A US-Russian pair is trying to smash the 'holy grail' of ballooning records

The World
The view from 15,000 feet over the Pacific Ocean as seen from the Two Eagles Balloon flight deck.

The view from 15,000 feet over the Pacific Ocean as seen from the Two Eagles Balloon flight deck.

Troy Bradley/Two Eagles Balloon Team

Right now, there's a giant, helium-filled balloon soaring high over the Pacific Ocean.

Troy Bradley of Albuquerque, New Mexico, and Leonid Tiukhtyaev, from Moscow, are at the helm. The international duo, known as the Two Eagles Balloon Team, launched from Saga, Japan, on January 24. They've been riding the wind ever since.

"Right now, they're at 25,000 feet," reports Steven Shope, the director at Two Eagles mission control in Albuquerque. "A couple of days ago they were upwards of 75 miles an hour."

The pair operate the balloon like they're on a road trip, taking shifts to avoid sleep deprivation. "It's a sleep cycle thing, so while one is sleeping, the other is piloting, and they go through rotations like that," Shope says.

They need every bit of alertness they can muster: The Two Eagles want to break two world records, one for distance — the current mark of 5,208 miles has stood for more than 30 years — and a flight duration record set in 1978, when three pilots took 137 hours to make the first trans-Atlantic balloon flight.

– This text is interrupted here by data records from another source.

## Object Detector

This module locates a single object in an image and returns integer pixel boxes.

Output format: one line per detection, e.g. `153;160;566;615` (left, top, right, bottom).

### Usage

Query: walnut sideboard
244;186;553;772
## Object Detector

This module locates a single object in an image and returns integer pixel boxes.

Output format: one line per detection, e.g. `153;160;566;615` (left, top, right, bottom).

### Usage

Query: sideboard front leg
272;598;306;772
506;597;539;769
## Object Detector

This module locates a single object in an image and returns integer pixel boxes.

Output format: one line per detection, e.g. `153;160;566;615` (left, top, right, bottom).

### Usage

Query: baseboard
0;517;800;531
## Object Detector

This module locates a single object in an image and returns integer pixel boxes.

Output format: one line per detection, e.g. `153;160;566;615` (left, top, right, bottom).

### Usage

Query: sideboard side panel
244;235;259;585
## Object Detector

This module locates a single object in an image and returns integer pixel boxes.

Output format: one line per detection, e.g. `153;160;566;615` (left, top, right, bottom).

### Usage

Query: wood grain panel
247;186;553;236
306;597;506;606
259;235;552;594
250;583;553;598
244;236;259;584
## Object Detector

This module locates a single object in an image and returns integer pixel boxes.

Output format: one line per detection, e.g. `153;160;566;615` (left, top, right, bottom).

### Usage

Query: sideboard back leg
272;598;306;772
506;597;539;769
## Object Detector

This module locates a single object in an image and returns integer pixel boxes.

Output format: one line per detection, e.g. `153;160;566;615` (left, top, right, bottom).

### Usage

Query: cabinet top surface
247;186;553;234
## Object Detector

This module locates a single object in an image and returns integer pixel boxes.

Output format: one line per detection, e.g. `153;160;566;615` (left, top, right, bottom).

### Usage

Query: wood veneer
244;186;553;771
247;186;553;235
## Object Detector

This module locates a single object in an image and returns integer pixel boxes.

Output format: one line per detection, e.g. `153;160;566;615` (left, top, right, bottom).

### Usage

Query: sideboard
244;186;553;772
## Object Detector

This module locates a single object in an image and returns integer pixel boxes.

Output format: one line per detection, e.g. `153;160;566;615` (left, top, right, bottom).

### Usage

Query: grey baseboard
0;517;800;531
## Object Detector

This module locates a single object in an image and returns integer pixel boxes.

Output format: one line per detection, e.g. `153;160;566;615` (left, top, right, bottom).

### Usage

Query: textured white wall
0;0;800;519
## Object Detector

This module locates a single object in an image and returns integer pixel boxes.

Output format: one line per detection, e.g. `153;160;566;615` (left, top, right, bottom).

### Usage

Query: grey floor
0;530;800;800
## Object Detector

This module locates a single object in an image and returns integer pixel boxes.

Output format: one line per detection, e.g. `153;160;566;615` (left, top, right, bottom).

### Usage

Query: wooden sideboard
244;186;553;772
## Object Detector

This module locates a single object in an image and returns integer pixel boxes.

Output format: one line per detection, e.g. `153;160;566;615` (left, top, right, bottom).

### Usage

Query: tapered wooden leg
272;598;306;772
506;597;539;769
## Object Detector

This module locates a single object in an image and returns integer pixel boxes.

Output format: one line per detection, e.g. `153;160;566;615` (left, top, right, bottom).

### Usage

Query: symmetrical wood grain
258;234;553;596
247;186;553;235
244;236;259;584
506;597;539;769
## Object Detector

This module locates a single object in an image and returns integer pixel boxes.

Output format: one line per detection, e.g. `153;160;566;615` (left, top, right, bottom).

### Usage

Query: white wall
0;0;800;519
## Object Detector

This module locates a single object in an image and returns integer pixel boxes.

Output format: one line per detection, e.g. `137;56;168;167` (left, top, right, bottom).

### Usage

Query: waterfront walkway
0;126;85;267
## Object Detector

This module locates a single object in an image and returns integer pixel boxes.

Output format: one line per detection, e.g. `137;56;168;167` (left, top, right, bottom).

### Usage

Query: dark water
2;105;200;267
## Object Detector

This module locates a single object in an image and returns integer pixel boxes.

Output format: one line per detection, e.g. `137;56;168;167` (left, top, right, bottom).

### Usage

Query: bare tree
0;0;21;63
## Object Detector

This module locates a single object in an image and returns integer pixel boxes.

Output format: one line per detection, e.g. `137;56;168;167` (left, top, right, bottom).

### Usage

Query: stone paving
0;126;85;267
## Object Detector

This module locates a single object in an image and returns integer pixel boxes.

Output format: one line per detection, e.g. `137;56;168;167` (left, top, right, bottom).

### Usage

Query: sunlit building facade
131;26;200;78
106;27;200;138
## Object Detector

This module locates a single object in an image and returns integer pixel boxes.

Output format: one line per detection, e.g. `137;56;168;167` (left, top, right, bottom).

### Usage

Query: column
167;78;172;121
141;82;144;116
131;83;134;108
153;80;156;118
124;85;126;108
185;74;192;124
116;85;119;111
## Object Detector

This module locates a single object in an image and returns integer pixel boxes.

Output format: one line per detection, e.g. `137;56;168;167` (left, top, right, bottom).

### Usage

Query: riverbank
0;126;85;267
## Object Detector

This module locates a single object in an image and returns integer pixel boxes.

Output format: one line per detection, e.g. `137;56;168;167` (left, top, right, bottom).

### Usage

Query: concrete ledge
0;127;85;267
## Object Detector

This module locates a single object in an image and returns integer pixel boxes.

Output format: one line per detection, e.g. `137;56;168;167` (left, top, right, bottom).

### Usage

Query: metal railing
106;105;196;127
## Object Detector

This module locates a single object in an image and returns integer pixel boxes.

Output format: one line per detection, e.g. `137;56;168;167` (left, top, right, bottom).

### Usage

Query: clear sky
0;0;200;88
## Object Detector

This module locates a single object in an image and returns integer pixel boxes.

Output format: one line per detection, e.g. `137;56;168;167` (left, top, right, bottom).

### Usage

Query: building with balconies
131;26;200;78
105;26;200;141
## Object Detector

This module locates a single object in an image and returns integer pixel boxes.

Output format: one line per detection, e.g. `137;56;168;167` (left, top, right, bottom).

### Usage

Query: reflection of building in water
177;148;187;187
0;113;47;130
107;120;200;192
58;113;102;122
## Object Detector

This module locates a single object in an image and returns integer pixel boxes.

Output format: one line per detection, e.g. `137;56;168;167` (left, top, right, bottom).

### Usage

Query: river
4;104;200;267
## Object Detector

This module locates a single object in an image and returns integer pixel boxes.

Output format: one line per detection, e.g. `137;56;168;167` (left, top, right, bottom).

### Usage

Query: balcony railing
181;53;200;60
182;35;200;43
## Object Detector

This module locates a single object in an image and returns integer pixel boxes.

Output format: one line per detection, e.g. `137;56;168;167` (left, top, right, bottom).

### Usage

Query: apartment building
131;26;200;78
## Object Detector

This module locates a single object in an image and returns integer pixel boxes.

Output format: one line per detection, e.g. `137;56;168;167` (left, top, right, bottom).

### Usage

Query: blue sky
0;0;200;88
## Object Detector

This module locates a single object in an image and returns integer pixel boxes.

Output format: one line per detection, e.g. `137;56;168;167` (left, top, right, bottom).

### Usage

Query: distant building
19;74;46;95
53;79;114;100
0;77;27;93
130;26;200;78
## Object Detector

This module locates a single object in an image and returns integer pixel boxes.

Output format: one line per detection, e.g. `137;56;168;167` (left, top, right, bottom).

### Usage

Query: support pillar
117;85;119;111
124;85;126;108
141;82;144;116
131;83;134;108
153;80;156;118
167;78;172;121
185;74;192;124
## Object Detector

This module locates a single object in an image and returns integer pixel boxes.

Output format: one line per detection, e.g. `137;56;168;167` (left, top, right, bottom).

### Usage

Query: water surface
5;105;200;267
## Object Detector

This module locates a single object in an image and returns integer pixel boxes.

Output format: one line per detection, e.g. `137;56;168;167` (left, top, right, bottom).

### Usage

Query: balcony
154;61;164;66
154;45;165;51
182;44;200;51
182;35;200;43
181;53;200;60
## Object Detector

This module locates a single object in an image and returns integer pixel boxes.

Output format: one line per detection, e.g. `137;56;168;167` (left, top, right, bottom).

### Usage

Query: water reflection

That flight duration title is considered the "holy grail'' of the gas ballooning world, aficionados say. But despite the challenges, the Two Eagles are still upbeat after nearly five days in the air.

Two Eagles Balloon Team pilots Leonid Tuikhtyaev and Troy Bradley entering the capsule for launch from, Saga, Japan.

Two Eagles Balloon Team pilots Leonid Tuikhtyaev and Troy Bradley entering the capsule for launch from, Saga, Japan.


Two Eagles Balloon Team

"Leonid and I are having a wonderful time up here," says pilot Troy Bradley, speaking from somewhere over the Pacific. "[We're] having a beautiful flight with a beautiful sunrise over the Pacific, low-level clouds below us so we can see the ocean in between all of those. So everything is going absolutely perfect at this point."

When The World last checked in with mission control, the balloon had travelled 5,126 miles and had been in the air for 4 days, 21 hours and 8 minutes.

Those numbers are obviously always changing, but so is the flight trajectory. "Last night we had a big glitch in our original trajectory," says Shope, the flight director. "We were planning to go north into Vancouver, [but] overnight some issues developed ... so now we have decided to go south and head down into Baja, Mexico."  

It's no coincidence that the mission has a Russian pilot, a Belgian meteorologist and an international network of volunteers. "The whole world ballooning community is a very close-knit community," Shope says. So while US-Russia relations might not be warm at the moment, that doesn't carry over into the ballooning world.

"This relationship transcends any geopolitical boundaries, and it's a great international effort," Shope says. "I'm very proud to be part of this close-knit international team ... There's a lot of friendship among the peoples of Russia and the US, and I don't want people to forget that."